In particular, husbands are called to meet the needs of their wives. He is the provider, sustainer, and the one called by God to make his wife lovely. The wife is lovely when the husband beautifies her. Jesus is the head of the Church and part of his ascension task is to make his bride beautiful (Eph. 5). He comforts her with words of affirmation. He protects her from physical and spiritual abuse. He is her Boaz and David; a redeemer and king. The home serves as the castle. Pastors usually know when he enters a home whether it is being beautified or whether it has lost its beauty. I am not referring to neatness and tidiness; I am referring to the grace of a home. When that pastor leaves, he may have just left a pretty tomb with dead man’s bones. Grace makes a home, and the husband is the grace-giver. How he speaks, how he communicates, how he rebukes, how he seeks forgiveness; all these things demonstrate and encapsulate the type of headship he is embodying.

The husband is a resident theologian. He may not be a vocational theologian, but his actions and speech are the word and deed that his family will hear most often. When the husband lives a life of constant hypocrisy, his lectures will become dull and lose meaning.
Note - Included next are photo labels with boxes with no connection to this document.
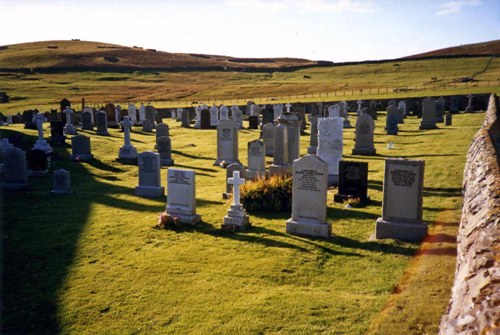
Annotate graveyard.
[1,104,485,334]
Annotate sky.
[0,0,500,62]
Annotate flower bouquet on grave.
[154,212,181,229]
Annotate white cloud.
[436,0,480,16]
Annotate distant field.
[0,57,500,114]
[0,113,484,335]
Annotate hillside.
[0,40,316,72]
[402,40,500,59]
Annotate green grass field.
[0,111,484,334]
[0,57,500,114]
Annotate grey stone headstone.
[165,168,201,224]
[70,135,93,162]
[376,159,427,241]
[213,120,241,166]
[51,169,71,194]
[156,136,174,166]
[262,123,275,157]
[2,148,31,190]
[286,155,332,238]
[352,111,377,156]
[135,151,165,198]
[246,140,266,179]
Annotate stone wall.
[439,95,500,335]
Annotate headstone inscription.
[50,169,71,194]
[317,117,344,185]
[135,151,165,198]
[213,120,241,167]
[70,135,93,162]
[222,171,251,231]
[246,140,266,179]
[333,160,370,203]
[2,148,31,191]
[375,159,427,241]
[286,155,332,238]
[165,168,201,225]
[352,111,377,156]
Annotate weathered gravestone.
[269,118,291,176]
[213,120,241,167]
[156,136,174,166]
[70,135,93,162]
[222,171,251,231]
[333,161,370,203]
[95,111,109,136]
[2,148,31,191]
[165,168,201,224]
[419,98,437,130]
[262,123,275,157]
[135,151,165,198]
[246,140,266,179]
[385,105,399,135]
[286,155,332,238]
[222,163,246,199]
[317,117,344,185]
[26,149,49,176]
[375,159,427,241]
[352,107,377,156]
[50,169,71,194]
[118,117,137,161]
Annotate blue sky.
[0,0,500,62]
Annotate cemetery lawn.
[0,113,484,334]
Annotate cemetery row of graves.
[1,96,480,333]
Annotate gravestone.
[419,98,437,130]
[142,105,156,129]
[231,105,243,129]
[317,117,344,186]
[95,111,109,136]
[436,97,445,123]
[220,105,229,120]
[142,119,153,133]
[444,113,453,126]
[201,109,211,129]
[352,107,377,156]
[82,107,94,130]
[50,169,71,194]
[385,105,399,135]
[118,117,137,161]
[213,120,241,167]
[165,168,201,225]
[286,155,332,238]
[70,135,93,162]
[246,140,266,179]
[63,108,77,135]
[135,151,165,198]
[210,105,219,128]
[222,163,246,199]
[269,118,291,176]
[156,136,174,166]
[262,123,275,157]
[127,104,137,125]
[333,161,370,204]
[262,106,274,125]
[222,171,251,231]
[2,148,31,191]
[33,113,53,154]
[375,158,427,242]
[181,109,191,128]
[307,115,318,155]
[26,149,49,176]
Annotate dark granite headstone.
[333,161,370,203]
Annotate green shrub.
[241,176,292,211]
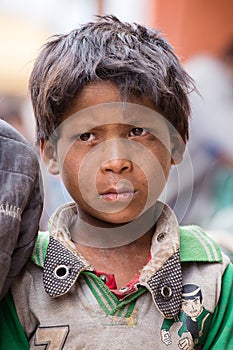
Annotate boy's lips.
[100,188,137,202]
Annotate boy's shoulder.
[180,225,223,263]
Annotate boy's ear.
[171,133,185,165]
[40,140,59,175]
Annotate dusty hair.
[29,16,193,141]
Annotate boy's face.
[41,82,184,224]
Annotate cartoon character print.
[160,284,211,350]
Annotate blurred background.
[0,0,233,258]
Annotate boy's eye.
[78,132,95,142]
[129,128,146,136]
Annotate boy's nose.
[101,158,133,174]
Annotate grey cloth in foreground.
[0,120,43,299]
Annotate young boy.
[2,16,233,350]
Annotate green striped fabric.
[81,271,146,318]
[180,225,222,262]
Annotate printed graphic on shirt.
[34,326,69,350]
[160,284,211,350]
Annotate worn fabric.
[6,204,233,350]
[0,120,42,299]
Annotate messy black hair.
[29,16,193,142]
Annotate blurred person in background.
[166,40,233,256]
[0,93,70,230]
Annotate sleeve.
[203,264,233,350]
[0,293,29,350]
[0,120,43,299]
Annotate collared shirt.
[9,204,233,350]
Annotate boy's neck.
[70,207,157,288]
[75,227,155,289]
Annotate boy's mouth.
[100,188,136,202]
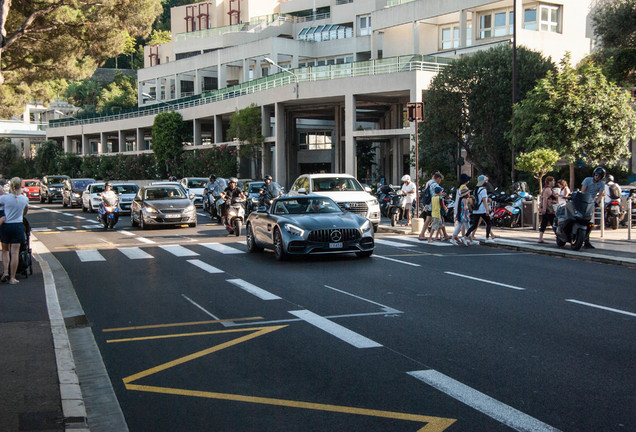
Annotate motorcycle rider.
[581,167,606,249]
[258,175,283,206]
[221,177,245,226]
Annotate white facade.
[47,0,595,186]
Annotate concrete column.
[343,95,356,176]
[460,9,474,48]
[214,115,223,144]
[274,103,289,186]
[192,119,202,146]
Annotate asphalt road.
[28,203,636,432]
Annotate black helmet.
[594,167,605,180]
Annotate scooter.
[225,197,245,237]
[554,191,594,250]
[97,198,119,229]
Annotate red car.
[22,179,40,199]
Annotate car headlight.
[285,224,305,237]
[360,220,371,233]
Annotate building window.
[358,15,371,36]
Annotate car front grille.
[338,201,368,217]
[308,228,360,243]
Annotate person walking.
[539,176,559,243]
[417,171,444,241]
[0,177,29,284]
[465,174,496,243]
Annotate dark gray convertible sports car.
[245,195,374,261]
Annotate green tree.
[0,0,162,115]
[419,45,554,184]
[152,111,187,178]
[511,54,636,184]
[515,148,560,193]
[227,104,265,173]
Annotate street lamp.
[265,57,298,99]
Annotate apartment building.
[47,0,595,186]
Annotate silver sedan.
[245,195,374,261]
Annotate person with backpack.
[463,174,496,245]
[417,171,444,241]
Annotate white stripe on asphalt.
[119,247,154,259]
[375,239,415,247]
[188,260,224,273]
[289,310,382,348]
[75,249,106,262]
[371,254,420,267]
[565,299,636,317]
[228,279,281,300]
[444,272,525,291]
[159,245,199,257]
[201,243,245,255]
[407,369,558,432]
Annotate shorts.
[431,218,444,231]
[0,222,26,244]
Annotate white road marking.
[188,260,224,273]
[407,369,558,432]
[565,299,636,317]
[375,239,415,247]
[444,272,525,291]
[75,249,106,262]
[159,245,199,257]
[325,285,402,313]
[228,279,281,300]
[371,254,421,267]
[289,310,382,348]
[119,247,154,259]
[201,243,245,254]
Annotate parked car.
[130,184,197,229]
[289,174,380,231]
[62,179,95,208]
[245,194,375,261]
[40,175,70,204]
[112,183,139,213]
[22,179,40,199]
[82,182,106,213]
[181,177,210,206]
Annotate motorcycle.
[97,198,119,229]
[225,197,245,237]
[553,191,594,250]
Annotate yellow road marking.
[120,323,457,432]
[126,384,457,432]
[102,317,263,332]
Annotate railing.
[49,55,452,128]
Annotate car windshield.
[72,180,93,189]
[113,184,139,194]
[188,179,208,189]
[313,177,364,192]
[273,197,342,214]
[145,186,186,200]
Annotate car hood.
[146,198,192,210]
[287,212,364,229]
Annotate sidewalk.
[378,220,636,268]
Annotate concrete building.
[47,0,595,186]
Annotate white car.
[181,177,210,207]
[288,174,380,231]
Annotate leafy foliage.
[419,45,554,184]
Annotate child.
[428,186,448,243]
[451,186,471,246]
When his life demonstrates humility and the virtue of repentance, then his lectures, even the boring ones, will sink deeply into the fabric of the home.
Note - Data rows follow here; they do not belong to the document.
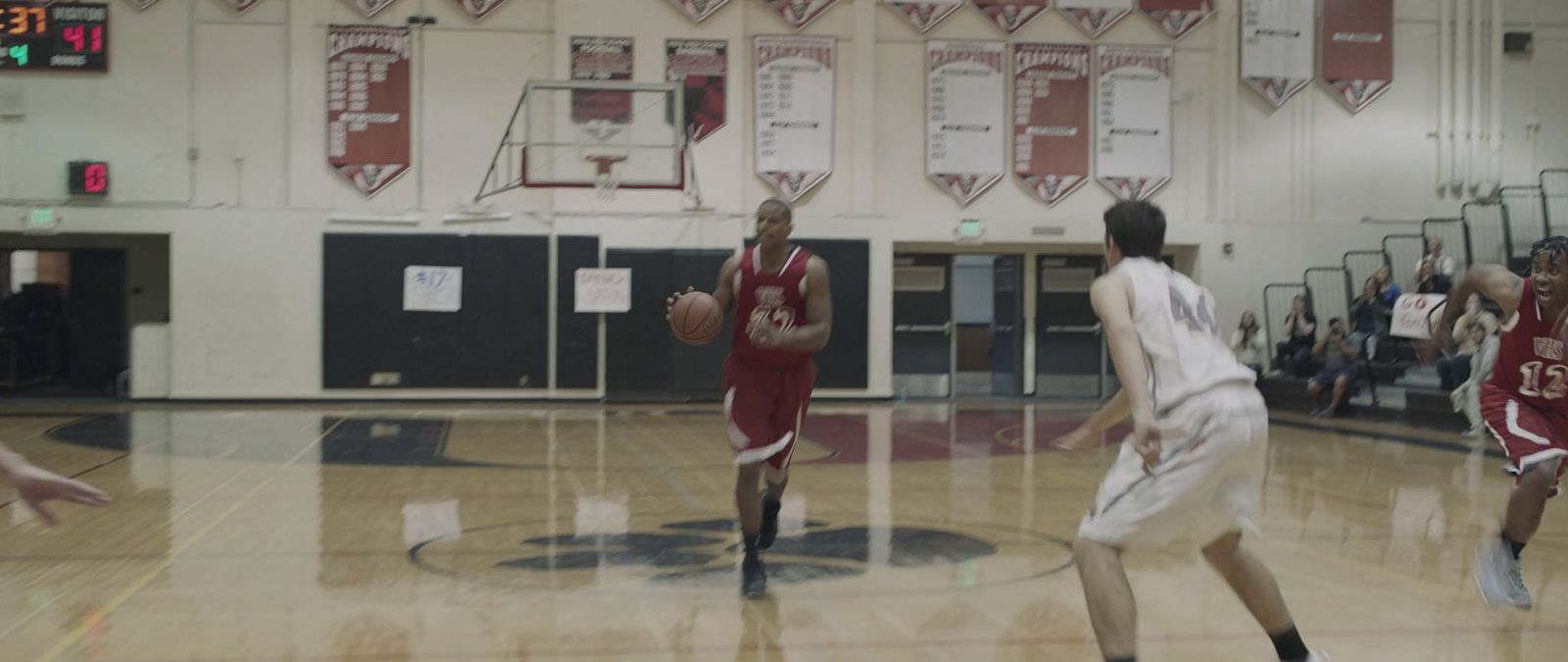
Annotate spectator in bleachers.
[1275,296,1317,377]
[1372,265,1405,311]
[1448,321,1502,437]
[1438,295,1497,390]
[1416,257,1453,295]
[1306,317,1358,416]
[1350,278,1390,361]
[1416,237,1453,280]
[1231,311,1268,375]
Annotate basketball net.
[583,154,625,201]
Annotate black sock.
[1268,626,1311,662]
[1502,534,1524,560]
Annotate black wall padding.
[555,237,599,389]
[780,238,872,389]
[321,233,551,389]
[606,249,732,401]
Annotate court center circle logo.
[408,515,1071,596]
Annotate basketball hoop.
[583,154,625,201]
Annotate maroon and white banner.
[453,0,507,21]
[1139,0,1213,39]
[669,0,729,24]
[753,36,837,202]
[664,39,729,143]
[1056,0,1132,39]
[343,0,397,19]
[970,0,1051,34]
[883,0,964,34]
[326,25,414,196]
[1319,0,1394,113]
[1095,45,1174,199]
[570,36,632,141]
[1242,0,1317,108]
[925,41,1006,206]
[1013,44,1093,206]
[762,0,839,29]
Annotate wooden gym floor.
[0,403,1568,662]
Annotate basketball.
[669,292,724,345]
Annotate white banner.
[925,41,1006,206]
[403,267,463,312]
[1095,45,1173,199]
[1388,295,1447,340]
[753,36,836,202]
[1242,0,1317,108]
[572,269,632,312]
[883,0,964,34]
[1056,0,1132,37]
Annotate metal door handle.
[1046,325,1101,332]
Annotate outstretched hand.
[664,285,696,322]
[10,464,108,526]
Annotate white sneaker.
[1476,535,1531,609]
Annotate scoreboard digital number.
[0,0,108,73]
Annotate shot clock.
[0,0,108,73]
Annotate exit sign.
[66,162,108,196]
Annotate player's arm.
[0,444,108,524]
[1088,273,1160,471]
[758,256,833,353]
[1432,264,1524,348]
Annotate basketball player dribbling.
[1055,202,1327,662]
[1432,237,1568,609]
[666,199,833,597]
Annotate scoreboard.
[0,0,108,73]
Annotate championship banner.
[925,41,1006,207]
[669,0,729,24]
[1319,0,1394,113]
[1013,44,1092,206]
[753,36,836,202]
[883,0,964,34]
[453,0,507,21]
[762,0,839,29]
[1056,0,1132,39]
[1242,0,1317,108]
[343,0,397,19]
[664,39,729,143]
[1139,0,1213,39]
[1095,45,1173,199]
[326,25,414,196]
[970,0,1051,34]
[570,36,632,141]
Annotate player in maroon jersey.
[666,199,833,597]
[1433,237,1568,609]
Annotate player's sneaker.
[740,555,768,597]
[758,499,782,549]
[1476,535,1531,609]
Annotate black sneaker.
[758,499,782,549]
[740,555,768,597]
The evangelical husband is a lover of truth. Truth keeps him from abusing his headship; truth keeps him from prioritizing his friends over his own family; truth keeps him from isolating himself from the Christian body; truth keeps him from turning headship into abuse. He must be, as Douglas Wilson once observed, “a small pebble that somehow by the grace of God pictures the Rock that is Christ.”[1]

The responsibility of being the head of the home is the responsibility of many, but the practice of some. Headship implies dying for your wife, and many prefer to see their spouse die than themselves. So men, let’s die together for our wives, and let’s show the world that death brings life.


[1] Wilson, Douglas. Reforming Marriage, 39.